Tuesday, 13 March 2018

Once Upon a Crime (1992 Eugene Levy)

Based on the 1960 Crimen (Mario Camerini) with Alberto Sordi, the type of Italian farce involving missing dogs, bodies in suitcases and the Riviera, adapted from the original by Steve Kluger and 'quickly rewritten' by Charles Shyer and Nancy Meyers*. A big mess, it's largely the responsibility of actor Levy (his only theatrical feature, I'm pleased to report), who pushes for embarrassing over-acting from most of the cast - Richard Lewis (who's not a starring actor), John Candy, James Belushi, and Sean Young, leaving only Cybill Shepherd and Giancarlo Giannini with some dignity. With Ornella Muti and George Hamilton, in eyebrow-raising mode.

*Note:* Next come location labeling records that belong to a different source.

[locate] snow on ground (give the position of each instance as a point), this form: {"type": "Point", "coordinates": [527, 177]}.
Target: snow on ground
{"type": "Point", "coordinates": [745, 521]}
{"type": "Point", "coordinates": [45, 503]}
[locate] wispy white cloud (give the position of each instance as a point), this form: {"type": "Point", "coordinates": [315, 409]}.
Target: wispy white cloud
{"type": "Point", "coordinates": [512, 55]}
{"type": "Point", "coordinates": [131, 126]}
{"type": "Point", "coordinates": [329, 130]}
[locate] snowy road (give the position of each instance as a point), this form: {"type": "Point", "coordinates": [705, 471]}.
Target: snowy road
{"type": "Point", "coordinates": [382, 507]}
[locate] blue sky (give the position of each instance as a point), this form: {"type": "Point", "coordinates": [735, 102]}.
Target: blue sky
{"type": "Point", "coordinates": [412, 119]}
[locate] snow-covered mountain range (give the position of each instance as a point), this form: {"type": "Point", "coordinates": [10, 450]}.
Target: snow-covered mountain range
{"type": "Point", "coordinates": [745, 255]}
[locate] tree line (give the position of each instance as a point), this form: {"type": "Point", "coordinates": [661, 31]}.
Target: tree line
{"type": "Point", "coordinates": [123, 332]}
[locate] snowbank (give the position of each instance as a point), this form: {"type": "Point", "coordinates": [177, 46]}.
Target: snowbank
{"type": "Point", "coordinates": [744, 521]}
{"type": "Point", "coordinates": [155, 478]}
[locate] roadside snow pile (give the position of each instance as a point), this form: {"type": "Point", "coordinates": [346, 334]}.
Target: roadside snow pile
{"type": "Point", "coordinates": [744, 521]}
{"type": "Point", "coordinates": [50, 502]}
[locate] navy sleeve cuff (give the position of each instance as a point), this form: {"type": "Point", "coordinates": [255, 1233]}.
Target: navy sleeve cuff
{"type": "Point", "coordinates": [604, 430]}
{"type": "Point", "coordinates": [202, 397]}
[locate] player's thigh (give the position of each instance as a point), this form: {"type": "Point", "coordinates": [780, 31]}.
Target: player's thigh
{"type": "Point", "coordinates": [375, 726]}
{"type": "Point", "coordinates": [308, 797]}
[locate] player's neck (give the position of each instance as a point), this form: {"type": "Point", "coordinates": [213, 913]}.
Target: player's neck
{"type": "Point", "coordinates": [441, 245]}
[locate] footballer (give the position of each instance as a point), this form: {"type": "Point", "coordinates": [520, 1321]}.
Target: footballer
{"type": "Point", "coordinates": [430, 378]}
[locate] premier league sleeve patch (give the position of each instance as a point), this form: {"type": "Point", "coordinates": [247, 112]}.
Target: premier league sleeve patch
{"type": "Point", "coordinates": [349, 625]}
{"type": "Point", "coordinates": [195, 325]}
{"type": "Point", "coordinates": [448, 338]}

Peopled by unlikable and unbelievable characters and situations, the film keeps aiming for farce but succeeds only in invoking the playground, with increasingly frantic music to match.

Belushi realising his career may be over..
It was shot by Giuseppe Rotunno, too little in Rome, and then in the Monte Carlo that doesn't look terribly appealing.

Still there are one or two moments that make you smile, and it's good to see really crap films now and then, to realise it's not as easy as it looks, and learn from the mistakes (like, 'Will this kind of story work in 1992?' - No).

* According to 'Nancy Meyers' by Deborah Jermyn (2017).